In a spirited salute to the man he aptly described as an "awesome musical force," West Orange piano dynamo Bill Charlap headed up "Somewhere: The Songs of Leonard Bernstein" on Tuesday at the 92nd Street Y's Kaufmann Concert Hall.
Leading off the Y's annual Jazz in July series, which continues tonight, Thursday then Tuesday through July 31, the program drew on the usually-viewed-as-classical-giant Bernstein's songwriting for the Broadway stage, most notably for "West Side Story" -- where he teamed with lyricist Stephen Sondheim -- but also "On the Town" and "Wonderful Town."
It was fitting, then, that the concert began and ended with "West Side" selections. As Peter Washington sculpted a rippling bass figure and non-related drummer Kenny Washington cracked a pulse via rim shots, Charlap -- in his fourth season as Jazz in July's musical director -- opened with a charged, Latin version of "America."
One by one, the horns arrived to make a statement. Tenor saxophonist Jimmy Greene, trumpeter Brian Lynch and alto saxophonist Jon Gordon each played with brio, issuing anything from repeated hits of a single note to abstract-leaning gushes, as the rhythm team added heat.
That sextet, plus vocalist Kurt Elling, closed the evening with a tender "Somewhere," and an upbeat "Cool." Elling and Charlap began "Somewhere" as a duo, with the virtuosic Elling singing softly and emotively, Charlap finding the ideal accompaniment. The Washingtons came in -- they have made up the pianist's trio for 10 years -- for a spiffy Charlap solo in waltz time. Elling finished the piece with a whispered word, "Somewhere," held out in unmoving pitch for perhaps 15 seconds. Remarkable. The ensemble segued into "Cool"; here Elling's customary hip persona fit perfectly with the song's character.
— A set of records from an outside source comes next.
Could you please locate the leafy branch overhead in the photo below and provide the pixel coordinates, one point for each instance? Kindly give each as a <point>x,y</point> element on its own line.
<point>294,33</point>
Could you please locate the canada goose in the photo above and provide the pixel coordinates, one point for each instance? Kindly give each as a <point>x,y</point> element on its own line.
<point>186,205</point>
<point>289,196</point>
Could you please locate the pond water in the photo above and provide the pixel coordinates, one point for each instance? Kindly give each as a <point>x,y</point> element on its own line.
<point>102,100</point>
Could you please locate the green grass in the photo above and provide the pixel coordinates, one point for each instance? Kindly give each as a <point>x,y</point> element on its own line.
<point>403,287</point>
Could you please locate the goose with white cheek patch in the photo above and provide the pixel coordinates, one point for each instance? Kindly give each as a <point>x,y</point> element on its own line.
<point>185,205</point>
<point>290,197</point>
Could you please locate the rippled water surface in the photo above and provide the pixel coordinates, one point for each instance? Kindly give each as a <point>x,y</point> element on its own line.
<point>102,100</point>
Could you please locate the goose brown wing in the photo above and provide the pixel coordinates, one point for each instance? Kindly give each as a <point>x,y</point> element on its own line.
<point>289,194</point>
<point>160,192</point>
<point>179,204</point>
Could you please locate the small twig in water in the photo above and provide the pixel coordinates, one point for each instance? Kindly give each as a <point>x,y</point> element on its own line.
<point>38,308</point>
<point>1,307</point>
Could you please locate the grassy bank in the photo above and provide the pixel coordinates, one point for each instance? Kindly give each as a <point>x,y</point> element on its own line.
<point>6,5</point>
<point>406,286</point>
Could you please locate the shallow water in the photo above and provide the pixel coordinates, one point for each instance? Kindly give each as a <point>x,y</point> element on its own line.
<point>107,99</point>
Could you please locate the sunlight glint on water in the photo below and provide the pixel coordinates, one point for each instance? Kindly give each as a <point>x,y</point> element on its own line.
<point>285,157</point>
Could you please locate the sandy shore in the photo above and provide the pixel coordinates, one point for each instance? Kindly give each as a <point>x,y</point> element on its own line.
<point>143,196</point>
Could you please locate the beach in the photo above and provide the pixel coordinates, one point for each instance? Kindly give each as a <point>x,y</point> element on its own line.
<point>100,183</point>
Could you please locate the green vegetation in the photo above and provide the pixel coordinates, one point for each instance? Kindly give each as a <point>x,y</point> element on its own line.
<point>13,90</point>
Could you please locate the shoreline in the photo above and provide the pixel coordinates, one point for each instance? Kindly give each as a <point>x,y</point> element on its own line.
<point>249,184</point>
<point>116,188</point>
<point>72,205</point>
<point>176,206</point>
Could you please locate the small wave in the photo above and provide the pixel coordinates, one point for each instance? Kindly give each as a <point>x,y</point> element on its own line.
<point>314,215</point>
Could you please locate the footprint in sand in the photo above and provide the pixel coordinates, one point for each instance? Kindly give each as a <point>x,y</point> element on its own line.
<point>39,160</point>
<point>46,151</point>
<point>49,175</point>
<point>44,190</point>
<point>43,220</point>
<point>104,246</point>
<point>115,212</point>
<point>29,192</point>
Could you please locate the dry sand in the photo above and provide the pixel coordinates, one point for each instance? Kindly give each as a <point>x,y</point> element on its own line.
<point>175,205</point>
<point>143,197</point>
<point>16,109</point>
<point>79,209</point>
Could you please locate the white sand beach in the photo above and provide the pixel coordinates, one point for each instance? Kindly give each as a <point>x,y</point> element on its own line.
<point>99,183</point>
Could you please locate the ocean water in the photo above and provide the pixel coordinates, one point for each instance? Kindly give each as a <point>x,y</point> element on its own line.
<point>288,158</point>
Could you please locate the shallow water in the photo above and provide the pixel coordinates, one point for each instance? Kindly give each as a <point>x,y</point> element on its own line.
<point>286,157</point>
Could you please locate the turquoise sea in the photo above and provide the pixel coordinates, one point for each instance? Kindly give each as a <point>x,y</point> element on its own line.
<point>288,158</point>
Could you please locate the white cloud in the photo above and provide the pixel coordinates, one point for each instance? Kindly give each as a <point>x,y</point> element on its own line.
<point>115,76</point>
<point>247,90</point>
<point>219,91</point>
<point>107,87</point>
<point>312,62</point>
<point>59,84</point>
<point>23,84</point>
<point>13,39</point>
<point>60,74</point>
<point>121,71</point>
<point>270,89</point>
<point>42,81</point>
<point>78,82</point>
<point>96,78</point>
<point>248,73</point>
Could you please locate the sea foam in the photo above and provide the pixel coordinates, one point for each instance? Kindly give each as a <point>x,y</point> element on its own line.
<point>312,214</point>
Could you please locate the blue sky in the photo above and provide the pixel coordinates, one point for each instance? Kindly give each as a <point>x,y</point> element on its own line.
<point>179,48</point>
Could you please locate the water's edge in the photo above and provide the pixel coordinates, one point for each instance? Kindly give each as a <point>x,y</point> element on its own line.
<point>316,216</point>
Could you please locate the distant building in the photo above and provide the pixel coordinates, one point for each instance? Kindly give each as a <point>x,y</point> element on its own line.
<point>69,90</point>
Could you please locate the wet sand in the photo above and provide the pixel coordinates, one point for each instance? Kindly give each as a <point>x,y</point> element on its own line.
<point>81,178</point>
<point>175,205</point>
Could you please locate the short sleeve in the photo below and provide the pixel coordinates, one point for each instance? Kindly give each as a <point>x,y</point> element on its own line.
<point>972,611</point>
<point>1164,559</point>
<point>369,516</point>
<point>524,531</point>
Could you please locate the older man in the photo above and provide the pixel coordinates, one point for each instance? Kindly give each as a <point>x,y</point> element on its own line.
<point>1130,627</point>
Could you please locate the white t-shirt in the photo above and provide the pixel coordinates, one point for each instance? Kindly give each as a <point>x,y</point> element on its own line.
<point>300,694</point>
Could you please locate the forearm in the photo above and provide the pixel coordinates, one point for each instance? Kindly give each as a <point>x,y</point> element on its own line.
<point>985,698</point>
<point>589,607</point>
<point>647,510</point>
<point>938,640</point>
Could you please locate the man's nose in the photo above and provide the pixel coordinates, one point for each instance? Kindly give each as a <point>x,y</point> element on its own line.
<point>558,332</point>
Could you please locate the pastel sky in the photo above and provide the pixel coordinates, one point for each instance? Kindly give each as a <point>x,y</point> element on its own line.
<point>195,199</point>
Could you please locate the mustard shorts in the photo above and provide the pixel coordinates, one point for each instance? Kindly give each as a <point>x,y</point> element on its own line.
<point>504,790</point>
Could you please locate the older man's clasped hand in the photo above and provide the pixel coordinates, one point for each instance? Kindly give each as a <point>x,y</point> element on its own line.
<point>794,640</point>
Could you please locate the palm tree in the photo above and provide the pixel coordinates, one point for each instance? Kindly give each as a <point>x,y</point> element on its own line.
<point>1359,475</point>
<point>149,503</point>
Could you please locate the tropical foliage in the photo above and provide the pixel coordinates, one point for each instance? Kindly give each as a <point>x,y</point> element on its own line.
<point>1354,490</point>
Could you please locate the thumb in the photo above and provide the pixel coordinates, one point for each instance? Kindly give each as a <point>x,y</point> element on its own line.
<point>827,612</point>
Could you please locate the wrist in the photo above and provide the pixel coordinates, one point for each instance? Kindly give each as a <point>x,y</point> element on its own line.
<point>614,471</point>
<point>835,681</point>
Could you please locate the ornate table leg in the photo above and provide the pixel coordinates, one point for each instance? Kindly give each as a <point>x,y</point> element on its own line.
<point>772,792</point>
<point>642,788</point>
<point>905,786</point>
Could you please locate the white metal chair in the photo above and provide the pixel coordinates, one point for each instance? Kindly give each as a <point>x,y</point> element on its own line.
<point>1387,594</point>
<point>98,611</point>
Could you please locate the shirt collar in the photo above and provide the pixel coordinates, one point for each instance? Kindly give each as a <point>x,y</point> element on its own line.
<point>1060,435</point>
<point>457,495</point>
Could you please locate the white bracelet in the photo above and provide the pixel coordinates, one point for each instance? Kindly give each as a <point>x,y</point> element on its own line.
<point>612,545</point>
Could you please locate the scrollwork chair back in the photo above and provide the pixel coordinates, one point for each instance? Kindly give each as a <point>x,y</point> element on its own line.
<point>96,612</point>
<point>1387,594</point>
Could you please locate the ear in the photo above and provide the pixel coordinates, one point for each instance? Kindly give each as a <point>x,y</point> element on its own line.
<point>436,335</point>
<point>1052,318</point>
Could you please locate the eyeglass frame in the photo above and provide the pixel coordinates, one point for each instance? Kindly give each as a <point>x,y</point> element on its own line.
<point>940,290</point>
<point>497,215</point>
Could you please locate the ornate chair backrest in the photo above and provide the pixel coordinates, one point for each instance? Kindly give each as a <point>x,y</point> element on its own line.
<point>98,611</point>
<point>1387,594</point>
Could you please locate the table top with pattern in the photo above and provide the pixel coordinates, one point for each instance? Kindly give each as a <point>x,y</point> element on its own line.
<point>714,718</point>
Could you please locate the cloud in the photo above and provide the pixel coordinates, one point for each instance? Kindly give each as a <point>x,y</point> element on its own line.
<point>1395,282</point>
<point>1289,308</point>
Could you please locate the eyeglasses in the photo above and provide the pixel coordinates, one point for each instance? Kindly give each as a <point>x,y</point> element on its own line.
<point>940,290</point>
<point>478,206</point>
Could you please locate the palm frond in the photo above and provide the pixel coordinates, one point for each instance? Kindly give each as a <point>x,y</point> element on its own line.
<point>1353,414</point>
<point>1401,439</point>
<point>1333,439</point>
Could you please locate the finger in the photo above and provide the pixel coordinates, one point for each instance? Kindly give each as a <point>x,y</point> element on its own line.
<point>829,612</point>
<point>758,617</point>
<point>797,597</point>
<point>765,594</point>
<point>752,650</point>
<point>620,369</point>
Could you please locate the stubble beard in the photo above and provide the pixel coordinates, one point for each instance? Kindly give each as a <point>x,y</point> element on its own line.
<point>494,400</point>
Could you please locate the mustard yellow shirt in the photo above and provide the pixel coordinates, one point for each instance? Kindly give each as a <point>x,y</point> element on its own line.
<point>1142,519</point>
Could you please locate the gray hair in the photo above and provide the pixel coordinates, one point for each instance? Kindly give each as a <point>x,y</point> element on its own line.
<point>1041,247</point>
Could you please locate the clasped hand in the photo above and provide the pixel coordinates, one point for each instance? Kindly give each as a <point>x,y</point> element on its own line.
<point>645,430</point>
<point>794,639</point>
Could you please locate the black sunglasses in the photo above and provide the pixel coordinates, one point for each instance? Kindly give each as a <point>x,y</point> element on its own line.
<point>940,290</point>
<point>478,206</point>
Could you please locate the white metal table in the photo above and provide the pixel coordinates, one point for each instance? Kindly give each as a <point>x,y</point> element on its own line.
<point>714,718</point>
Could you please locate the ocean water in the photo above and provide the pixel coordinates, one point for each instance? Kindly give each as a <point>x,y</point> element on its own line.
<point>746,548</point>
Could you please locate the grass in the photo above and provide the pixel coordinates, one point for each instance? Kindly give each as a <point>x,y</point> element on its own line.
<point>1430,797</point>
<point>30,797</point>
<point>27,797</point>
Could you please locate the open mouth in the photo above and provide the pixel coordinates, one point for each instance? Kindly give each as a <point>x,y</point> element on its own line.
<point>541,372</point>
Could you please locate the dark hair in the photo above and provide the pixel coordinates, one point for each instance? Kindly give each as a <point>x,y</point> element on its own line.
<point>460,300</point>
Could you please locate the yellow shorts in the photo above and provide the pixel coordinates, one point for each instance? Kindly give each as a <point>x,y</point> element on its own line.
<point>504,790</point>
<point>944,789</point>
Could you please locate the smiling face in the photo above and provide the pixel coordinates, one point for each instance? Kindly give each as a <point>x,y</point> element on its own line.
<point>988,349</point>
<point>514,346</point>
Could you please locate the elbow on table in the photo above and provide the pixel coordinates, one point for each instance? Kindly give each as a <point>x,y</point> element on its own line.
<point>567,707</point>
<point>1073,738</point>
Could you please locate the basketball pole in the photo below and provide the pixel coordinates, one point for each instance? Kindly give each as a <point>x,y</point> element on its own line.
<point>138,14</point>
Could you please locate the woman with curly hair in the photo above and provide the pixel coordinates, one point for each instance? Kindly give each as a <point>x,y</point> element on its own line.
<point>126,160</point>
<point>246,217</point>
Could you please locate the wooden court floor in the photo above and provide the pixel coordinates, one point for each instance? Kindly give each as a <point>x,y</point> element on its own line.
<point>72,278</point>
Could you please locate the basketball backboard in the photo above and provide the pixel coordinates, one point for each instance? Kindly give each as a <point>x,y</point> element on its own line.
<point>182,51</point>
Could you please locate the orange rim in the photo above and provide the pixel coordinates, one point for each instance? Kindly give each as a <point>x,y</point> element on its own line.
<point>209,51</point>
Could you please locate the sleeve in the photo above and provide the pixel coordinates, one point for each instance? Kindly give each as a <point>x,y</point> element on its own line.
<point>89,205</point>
Earlier, Elling crooned "Maria," shaded by waves of gorgeous horn colors via a subtle Lynch arrangement. Guest pianist Ted Rosenthal and the Washingtons essayed "The Jet Song." Kenny Washington delivered a march beat during the theme, then the rendition turned to bustling swing. Rosenthal scored with dancing chordal figures, short gallops, and a funky remark or two. Later, the pianist's jazz quintet version of "Something's Coming" offered core jazz flavor.
Other highlights: "Mambo" and "Jump" -- two sans-lyrics dance numbers from "West Side"; Rosenthal's bubbling, intricate "Wrong Note Rag," from "Wonderful Town"; and the classic ballads "Lucky to Be Me" and "Some Other Time," from "On the Town."
Upcoming in the series: the Vanguard Jazz Orchestra, tonight; "Jazz Samba!," with Charlap, Claudio Roditi, Vera Mara, others, Tuesday; a "Tribute to George Shearing," with Charlap, Freddie Cole, Renee Rosnes, Joe Locke, Peter Bernstein, others, Wednesday; and "Lush Life: Billy Strayhorn," with Mulgrew Miller, Carol Sloane, Frank Wess, Terell Stafford, and more, July 31.